This approach does yield some quirks. We provide built-in workarounds that should mostly work (i.e., --force), but it can be helpful to understand what is going on.

ch-image executes all instructions as the normal user who invokes it. For RUN, this is accomplished with ch-run -w --uid=0 --gid=0 (and some other arguments), i.e., your host EUID and EGID both mapped to zero inside the container, and only one UID (zero) and GID (zero) are available inside the container. Under this arrangement, processes running in the container for each RUN appear to be running as root, but many privileged system calls will fail without the workarounds described below. This affects any fully unprivileged container build, not just Charliecloud.

The most common time to see this is installing packages. For example, here is RPM failing to chown(2) a file, which makes the package update fail:

  Updating   : 1:dbus-1.10.24-13.el7_6.x86_64                            2/4
Error unpacking rpm package 1:dbus-1.10.24-13.el7_6.x86_64
error: unpacking of archive failed on file /usr/libexec/dbus-1/dbus-daemon-launch-helper;5cffd726: cpio: chown
  Cleanup    : 1:dbus-libs-1.10.24-12.el7.x86_64                         3/4
error: dbus-1:1.10.24-13.el7_6.x86_64: install failed

This one is (ironically) apt-get failing to drop privileges:

E: setgroups 65534 failed - setgroups (1: Operation not permitted)
E: setegid 65534 failed - setegid (22: Invalid argument)
E: seteuid 100 failed - seteuid (22: Invalid argument)
E: setgroups 0 failed - setgroups (1: Operation not permitted)

By default, nothing is done to avoid these problems, though ch-image does try to detect if the workarounds could help. --force activates the workarounds: ch-image injects extra commands to intercept these system calls and fake a successful result, using fakeroot(1). There are three basic steps:

  1. After FROM, analyze the image to see what distribution it contains, which determines the specific workarounds.
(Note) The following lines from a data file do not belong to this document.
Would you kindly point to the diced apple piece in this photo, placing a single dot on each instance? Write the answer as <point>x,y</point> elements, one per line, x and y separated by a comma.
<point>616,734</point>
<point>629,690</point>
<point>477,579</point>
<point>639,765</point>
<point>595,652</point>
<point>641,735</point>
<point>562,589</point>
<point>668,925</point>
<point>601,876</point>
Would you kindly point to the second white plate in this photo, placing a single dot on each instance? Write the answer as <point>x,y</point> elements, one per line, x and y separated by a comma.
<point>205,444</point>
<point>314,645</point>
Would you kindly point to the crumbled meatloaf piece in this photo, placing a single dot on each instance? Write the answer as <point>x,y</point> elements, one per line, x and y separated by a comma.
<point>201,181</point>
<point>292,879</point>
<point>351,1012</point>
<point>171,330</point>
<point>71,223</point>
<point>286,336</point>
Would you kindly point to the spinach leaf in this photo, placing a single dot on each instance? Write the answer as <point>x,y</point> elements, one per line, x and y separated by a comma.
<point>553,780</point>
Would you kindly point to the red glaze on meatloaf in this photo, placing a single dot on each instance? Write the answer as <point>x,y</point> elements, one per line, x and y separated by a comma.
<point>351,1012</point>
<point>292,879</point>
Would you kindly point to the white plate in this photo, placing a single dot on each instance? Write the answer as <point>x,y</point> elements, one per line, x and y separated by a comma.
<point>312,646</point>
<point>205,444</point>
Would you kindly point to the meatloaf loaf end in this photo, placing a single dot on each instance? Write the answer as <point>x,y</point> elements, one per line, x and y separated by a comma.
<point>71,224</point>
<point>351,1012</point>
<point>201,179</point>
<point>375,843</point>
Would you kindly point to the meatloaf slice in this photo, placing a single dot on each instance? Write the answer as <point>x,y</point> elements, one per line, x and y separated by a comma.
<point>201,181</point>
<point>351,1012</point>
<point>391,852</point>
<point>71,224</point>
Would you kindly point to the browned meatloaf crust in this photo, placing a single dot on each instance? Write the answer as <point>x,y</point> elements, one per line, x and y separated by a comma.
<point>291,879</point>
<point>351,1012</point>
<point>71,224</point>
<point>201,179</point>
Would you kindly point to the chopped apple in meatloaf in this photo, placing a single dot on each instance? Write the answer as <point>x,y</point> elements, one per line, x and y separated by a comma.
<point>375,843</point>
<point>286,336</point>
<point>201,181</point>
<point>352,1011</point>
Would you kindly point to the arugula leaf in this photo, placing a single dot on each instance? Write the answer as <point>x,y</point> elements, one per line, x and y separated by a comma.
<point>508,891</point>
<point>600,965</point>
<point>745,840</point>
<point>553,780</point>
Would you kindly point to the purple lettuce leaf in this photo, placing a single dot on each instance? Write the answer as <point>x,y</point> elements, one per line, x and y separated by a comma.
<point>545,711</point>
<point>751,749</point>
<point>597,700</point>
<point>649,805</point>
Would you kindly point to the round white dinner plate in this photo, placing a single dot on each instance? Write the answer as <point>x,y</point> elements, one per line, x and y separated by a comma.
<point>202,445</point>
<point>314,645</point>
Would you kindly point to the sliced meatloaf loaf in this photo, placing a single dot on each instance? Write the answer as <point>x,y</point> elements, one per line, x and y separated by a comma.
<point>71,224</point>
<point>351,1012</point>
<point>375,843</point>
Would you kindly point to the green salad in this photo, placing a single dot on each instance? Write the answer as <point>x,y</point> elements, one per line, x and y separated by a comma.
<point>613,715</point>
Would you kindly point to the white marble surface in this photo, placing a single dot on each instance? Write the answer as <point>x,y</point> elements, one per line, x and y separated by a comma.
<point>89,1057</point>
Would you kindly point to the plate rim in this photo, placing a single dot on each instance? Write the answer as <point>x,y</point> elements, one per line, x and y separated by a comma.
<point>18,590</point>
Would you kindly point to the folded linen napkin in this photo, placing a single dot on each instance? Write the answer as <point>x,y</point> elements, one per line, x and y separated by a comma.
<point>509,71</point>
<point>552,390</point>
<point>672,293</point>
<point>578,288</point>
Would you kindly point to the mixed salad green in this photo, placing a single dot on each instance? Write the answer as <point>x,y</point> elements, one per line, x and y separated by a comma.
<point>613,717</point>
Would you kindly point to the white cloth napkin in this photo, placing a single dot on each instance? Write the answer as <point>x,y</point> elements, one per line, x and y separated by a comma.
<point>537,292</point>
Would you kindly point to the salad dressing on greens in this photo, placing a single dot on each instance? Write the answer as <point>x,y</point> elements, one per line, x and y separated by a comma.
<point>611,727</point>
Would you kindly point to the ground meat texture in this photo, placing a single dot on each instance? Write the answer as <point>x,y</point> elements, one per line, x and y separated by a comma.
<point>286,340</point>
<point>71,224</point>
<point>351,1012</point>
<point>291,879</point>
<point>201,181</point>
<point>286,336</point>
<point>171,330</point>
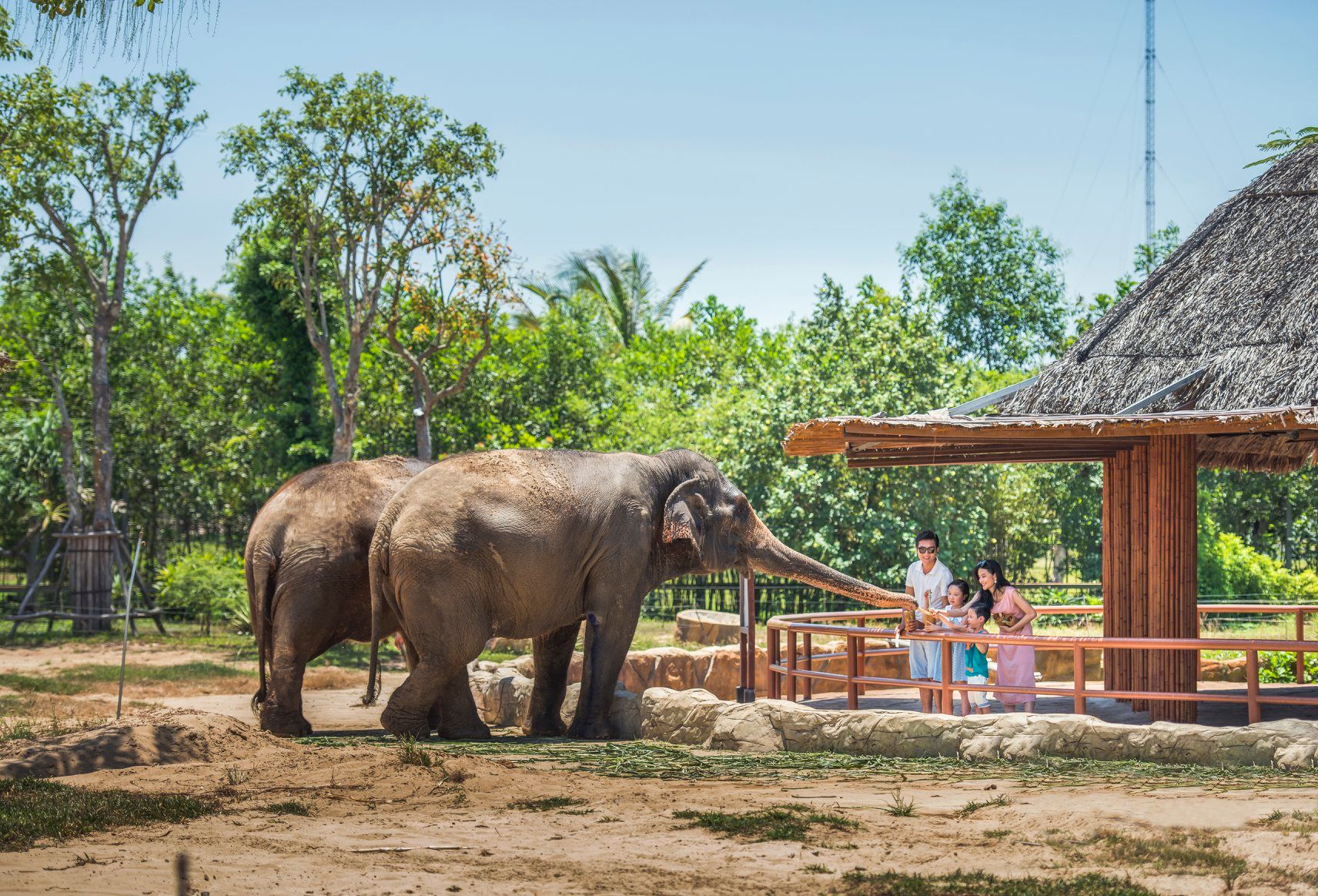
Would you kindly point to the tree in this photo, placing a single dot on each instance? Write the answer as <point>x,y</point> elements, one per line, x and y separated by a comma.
<point>133,28</point>
<point>994,283</point>
<point>263,293</point>
<point>42,303</point>
<point>442,311</point>
<point>350,179</point>
<point>1283,142</point>
<point>81,166</point>
<point>622,288</point>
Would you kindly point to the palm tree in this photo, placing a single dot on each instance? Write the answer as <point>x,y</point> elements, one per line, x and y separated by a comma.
<point>621,286</point>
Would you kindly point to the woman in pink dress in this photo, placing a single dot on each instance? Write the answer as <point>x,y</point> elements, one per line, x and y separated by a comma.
<point>1012,613</point>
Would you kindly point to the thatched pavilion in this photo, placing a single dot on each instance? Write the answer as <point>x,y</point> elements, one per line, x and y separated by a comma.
<point>1209,363</point>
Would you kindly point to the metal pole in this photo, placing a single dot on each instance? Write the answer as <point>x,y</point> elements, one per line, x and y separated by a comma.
<point>128,612</point>
<point>1149,159</point>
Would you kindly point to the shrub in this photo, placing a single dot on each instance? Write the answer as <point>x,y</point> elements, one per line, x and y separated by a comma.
<point>1229,567</point>
<point>206,583</point>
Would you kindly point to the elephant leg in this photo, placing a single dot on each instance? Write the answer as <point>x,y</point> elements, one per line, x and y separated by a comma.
<point>608,635</point>
<point>281,713</point>
<point>553,658</point>
<point>407,713</point>
<point>413,659</point>
<point>460,720</point>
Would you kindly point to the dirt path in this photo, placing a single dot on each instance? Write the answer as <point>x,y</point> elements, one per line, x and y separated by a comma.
<point>624,837</point>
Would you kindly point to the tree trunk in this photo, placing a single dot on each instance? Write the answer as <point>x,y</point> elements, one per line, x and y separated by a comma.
<point>91,563</point>
<point>420,420</point>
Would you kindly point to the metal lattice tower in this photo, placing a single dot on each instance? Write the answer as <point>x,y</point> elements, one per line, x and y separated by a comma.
<point>1149,159</point>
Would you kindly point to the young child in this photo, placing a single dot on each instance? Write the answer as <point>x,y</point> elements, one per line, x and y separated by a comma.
<point>953,618</point>
<point>977,657</point>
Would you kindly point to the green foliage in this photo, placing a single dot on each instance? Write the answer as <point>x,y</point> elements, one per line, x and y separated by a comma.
<point>788,821</point>
<point>33,809</point>
<point>979,883</point>
<point>1233,570</point>
<point>1283,142</point>
<point>205,581</point>
<point>995,283</point>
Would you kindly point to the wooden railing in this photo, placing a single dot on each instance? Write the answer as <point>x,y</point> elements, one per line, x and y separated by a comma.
<point>795,666</point>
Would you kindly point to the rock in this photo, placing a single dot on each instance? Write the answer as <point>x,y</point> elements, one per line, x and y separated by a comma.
<point>699,718</point>
<point>509,644</point>
<point>708,627</point>
<point>525,666</point>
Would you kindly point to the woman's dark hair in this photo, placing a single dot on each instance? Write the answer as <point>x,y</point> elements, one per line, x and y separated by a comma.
<point>995,568</point>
  2. Before the user command in the first RUN instruction where the injection seems needed, install fakeroot(1) in the image, if one is not already installed, as well as any other necessary initialization commands. For example, we turn off the apt sandbox (for Debian Buster) and configure EPEL but leave it disabled (for CentOS/RHEL).

  3. Prepend fakeroot to RUN instructions that seem to need it, e.g. ones that contain apt, apt-get, dpkg for Debian derivatives and dnf, rpm, or yum for RPM-based distributions.
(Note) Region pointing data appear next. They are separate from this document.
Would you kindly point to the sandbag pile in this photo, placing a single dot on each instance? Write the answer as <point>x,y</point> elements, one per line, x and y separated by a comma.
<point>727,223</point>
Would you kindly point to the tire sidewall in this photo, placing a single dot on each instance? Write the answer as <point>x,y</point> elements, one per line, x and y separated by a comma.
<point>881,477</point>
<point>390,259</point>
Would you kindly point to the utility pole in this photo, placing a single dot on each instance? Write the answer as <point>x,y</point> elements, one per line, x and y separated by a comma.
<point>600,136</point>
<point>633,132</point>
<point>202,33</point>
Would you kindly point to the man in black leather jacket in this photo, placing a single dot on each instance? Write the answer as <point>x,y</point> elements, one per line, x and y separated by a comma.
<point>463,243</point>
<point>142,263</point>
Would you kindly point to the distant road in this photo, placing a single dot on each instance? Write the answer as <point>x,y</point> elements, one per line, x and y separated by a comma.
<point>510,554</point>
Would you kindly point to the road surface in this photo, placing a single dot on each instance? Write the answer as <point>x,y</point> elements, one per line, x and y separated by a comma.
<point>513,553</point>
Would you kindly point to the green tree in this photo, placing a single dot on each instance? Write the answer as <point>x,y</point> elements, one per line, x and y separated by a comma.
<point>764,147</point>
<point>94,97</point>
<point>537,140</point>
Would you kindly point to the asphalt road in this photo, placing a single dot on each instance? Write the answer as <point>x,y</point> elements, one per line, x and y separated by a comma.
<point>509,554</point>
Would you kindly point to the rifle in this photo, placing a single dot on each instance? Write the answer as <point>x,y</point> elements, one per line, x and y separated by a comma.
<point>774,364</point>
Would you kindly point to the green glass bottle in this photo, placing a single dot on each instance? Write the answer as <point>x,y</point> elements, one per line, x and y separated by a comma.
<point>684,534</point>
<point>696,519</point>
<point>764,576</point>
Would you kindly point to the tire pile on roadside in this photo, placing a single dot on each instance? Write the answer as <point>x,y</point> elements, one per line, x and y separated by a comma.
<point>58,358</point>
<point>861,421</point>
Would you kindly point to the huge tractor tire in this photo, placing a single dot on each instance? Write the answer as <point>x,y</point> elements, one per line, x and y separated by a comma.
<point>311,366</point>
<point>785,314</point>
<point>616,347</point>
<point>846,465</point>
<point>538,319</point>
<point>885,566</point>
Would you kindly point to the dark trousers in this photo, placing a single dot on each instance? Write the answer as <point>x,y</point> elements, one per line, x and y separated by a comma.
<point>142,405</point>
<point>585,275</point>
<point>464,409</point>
The details are specific to each distribution. ch-image analyzes image content (e.g., grepping /etc/debian_version) to select a configuration; see lib/fakeroot.py for details. ch-image prints exactly what it is doing.

3.8.5.4. Compatibility with other Dockerfile interpreters

ch-image is an independent implementation and shares no code with other Dockerfile interpreters. It uses a formal Dockerfile parsing grammar developed from the Dockerfile reference documentation and miscellaneous other sources, which you can examine in the source code.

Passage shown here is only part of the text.